To learn more about people, the book suggests a list of 20 questions. I don’t agree with all of them, and I won’t remember them all anyway, so the best thing to remember is FORM: Family, Occupation, Recreation, and Motivation. Of course, the danger with lists like this is that some people will become determined to get the answers from all their contacts and will go about it in a formulaic and self-defeating way. Acuff shares ways to ask the questions properly and weave them naturally into the conversation.
My own take after reading Acuff’s process is a bit different. The first thing I’ve done is turn the pyramid upside down, because it’s really a funnel. Just like a sales funnel, suspects enter at the top and closed deals emerge from the bottom, once they have gone through a codified and systematic selling/buying process. This way, you can set goals for new contacts to put in the funnel, have measurable events that will indicate objectively what the quality of a relationship is, and have goals for numbers of level 6 relationships created. At the moment, I am working through what the gates or milestones are at each level, and what are the best tactics for moving a relationship through the funnel.

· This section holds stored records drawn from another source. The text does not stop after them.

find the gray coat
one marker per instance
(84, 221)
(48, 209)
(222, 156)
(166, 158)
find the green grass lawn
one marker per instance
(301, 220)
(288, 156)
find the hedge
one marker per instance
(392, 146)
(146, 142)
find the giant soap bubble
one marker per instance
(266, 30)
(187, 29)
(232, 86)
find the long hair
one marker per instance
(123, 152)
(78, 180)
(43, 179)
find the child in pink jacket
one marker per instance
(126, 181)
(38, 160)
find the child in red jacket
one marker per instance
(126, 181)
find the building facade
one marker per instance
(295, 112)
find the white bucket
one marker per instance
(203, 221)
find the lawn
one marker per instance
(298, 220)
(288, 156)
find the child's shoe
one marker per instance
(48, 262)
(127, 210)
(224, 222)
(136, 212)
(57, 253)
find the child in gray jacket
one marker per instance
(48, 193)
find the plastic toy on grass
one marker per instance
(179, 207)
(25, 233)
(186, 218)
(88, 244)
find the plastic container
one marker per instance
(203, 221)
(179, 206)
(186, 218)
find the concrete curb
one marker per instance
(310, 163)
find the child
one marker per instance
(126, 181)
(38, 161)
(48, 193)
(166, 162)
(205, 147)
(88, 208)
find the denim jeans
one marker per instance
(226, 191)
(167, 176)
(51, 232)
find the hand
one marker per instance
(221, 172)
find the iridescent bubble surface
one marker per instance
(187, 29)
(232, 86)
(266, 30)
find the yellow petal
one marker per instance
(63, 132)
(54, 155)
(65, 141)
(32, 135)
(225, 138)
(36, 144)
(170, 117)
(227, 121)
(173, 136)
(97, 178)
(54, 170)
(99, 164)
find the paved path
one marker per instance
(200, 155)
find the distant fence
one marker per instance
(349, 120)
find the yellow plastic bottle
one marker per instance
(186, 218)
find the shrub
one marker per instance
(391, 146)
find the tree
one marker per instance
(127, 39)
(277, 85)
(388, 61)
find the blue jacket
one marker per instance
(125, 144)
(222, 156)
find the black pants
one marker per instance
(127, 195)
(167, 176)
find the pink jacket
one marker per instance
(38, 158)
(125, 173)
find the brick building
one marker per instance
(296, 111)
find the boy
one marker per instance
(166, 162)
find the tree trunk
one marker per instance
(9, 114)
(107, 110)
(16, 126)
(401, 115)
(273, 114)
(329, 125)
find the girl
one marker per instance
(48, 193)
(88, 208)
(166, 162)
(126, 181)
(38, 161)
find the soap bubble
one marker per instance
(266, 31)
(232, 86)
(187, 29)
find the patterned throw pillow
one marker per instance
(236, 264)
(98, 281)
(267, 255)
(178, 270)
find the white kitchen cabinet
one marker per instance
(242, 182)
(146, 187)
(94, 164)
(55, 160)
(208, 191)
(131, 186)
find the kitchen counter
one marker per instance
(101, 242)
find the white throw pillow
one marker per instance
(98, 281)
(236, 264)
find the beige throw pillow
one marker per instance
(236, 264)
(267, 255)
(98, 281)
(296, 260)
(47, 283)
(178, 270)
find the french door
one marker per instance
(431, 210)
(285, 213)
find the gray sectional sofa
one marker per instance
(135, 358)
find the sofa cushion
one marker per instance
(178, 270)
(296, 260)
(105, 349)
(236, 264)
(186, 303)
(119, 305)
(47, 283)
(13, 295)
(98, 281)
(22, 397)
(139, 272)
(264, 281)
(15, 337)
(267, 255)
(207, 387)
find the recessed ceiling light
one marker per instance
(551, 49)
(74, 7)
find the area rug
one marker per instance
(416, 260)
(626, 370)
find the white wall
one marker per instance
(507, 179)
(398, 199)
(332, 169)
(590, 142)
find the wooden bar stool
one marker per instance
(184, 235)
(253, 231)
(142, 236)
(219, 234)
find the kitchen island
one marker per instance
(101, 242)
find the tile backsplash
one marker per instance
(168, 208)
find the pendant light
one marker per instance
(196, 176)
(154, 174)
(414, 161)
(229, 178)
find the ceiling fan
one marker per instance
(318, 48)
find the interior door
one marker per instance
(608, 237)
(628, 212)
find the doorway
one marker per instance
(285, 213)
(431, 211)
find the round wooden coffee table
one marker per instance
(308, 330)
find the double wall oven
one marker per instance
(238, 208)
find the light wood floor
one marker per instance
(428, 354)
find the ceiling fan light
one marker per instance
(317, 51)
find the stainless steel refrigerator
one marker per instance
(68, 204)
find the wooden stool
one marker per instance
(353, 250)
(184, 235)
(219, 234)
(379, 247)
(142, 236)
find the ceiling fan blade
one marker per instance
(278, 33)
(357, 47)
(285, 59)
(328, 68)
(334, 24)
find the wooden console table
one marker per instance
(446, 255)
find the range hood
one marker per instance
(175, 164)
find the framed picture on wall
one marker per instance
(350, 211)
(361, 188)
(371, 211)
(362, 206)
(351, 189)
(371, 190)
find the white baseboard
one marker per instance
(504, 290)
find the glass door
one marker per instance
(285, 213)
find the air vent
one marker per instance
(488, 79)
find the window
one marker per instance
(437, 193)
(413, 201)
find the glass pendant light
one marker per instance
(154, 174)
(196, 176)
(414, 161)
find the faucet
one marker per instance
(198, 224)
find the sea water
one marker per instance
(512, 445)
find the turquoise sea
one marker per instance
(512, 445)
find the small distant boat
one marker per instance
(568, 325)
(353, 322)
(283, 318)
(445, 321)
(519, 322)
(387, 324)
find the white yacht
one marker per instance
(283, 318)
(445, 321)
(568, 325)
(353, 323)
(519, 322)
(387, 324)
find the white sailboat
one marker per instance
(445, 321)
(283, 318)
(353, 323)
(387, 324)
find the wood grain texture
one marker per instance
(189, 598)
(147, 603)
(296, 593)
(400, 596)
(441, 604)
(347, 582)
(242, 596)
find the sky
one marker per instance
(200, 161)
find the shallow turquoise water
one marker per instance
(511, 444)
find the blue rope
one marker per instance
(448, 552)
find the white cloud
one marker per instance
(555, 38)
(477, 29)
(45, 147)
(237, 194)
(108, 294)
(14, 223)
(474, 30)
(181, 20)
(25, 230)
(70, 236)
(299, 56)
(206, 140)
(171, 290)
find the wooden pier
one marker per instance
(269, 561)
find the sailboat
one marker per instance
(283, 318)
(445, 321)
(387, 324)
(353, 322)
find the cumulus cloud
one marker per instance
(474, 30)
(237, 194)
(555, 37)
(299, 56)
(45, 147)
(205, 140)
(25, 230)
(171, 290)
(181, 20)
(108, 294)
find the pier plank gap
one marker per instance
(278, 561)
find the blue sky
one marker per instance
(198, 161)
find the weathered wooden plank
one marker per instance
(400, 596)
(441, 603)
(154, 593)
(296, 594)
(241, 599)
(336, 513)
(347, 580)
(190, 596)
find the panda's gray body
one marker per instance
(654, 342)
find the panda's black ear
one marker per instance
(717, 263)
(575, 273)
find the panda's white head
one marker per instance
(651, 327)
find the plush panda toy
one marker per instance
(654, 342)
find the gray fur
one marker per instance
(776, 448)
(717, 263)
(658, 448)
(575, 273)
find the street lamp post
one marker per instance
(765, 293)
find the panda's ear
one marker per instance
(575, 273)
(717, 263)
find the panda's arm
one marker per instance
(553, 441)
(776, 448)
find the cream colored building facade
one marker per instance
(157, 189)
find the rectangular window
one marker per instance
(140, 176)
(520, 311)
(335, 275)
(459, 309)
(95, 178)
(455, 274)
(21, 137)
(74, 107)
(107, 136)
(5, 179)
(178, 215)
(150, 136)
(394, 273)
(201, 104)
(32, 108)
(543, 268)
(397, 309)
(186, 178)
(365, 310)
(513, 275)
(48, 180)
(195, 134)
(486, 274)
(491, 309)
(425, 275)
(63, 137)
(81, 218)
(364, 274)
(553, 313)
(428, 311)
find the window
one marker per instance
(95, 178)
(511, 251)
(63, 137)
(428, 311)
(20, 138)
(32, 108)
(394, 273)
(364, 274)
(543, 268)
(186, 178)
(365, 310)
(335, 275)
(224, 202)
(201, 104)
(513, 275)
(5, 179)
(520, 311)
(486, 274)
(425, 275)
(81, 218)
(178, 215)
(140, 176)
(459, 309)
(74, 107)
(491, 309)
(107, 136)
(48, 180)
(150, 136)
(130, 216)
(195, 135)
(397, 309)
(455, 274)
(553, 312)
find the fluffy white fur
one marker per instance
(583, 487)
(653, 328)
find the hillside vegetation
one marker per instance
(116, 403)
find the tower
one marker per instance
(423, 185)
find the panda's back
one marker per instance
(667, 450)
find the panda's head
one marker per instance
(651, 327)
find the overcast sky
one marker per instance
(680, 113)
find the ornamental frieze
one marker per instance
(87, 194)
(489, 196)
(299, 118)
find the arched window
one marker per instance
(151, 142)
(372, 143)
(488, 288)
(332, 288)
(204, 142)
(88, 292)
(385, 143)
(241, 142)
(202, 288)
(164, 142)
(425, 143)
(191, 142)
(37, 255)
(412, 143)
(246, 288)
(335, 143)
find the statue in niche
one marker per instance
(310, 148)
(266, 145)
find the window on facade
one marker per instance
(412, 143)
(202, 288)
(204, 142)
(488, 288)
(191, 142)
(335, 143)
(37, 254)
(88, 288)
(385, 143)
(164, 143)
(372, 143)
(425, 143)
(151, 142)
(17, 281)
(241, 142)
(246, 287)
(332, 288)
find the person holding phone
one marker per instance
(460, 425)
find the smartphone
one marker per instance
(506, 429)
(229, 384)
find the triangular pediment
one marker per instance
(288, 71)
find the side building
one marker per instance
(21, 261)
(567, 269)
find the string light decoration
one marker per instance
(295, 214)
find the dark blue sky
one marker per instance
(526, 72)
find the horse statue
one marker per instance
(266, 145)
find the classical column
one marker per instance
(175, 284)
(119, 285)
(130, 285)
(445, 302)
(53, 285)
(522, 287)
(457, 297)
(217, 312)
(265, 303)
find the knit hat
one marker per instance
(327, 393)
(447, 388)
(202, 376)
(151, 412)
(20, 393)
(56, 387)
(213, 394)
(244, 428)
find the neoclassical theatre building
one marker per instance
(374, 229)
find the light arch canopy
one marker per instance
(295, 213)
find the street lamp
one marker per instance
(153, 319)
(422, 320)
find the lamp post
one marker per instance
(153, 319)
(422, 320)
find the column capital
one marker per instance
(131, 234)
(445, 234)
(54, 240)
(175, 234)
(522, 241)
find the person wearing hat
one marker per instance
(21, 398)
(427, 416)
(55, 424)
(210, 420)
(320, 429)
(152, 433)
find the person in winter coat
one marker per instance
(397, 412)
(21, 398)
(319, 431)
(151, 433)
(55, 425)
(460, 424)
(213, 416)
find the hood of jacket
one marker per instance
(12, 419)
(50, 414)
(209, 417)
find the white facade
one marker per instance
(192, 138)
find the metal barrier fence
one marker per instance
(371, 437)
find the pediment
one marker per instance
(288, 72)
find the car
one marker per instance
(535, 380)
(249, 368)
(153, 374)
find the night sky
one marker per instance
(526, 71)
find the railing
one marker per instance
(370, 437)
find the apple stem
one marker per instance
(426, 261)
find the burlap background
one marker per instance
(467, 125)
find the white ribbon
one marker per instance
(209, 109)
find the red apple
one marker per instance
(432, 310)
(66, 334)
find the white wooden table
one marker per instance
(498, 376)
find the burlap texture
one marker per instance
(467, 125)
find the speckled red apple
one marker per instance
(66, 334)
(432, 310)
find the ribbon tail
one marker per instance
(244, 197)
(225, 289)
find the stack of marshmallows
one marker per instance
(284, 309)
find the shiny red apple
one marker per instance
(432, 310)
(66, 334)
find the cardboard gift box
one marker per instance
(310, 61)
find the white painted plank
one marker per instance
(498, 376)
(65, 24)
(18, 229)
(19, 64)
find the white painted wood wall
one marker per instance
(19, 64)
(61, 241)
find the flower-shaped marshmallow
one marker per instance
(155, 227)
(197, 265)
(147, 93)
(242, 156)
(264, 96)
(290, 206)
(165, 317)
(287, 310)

The one weakness in the book is that it is a bit thin on some of this practical advice. For example, Acuff says you need goals, but his chapter on goal setting is basically the ABCs of SMART goals, with very little practical advice on what some specific goals should be, and what tactics are best at each stage. I would have loved to see a chapter entitled: “50 ways to move people up the pyramid.”
That said, everyone is different, and maybe it’s best that the reader is left to figure out specifics on his own. The important thing is to have the right mindset, make a plan to work through the process, and stick to it. The Relationship Edge can help you with the big picture, and you can fill in the colors that work best for you.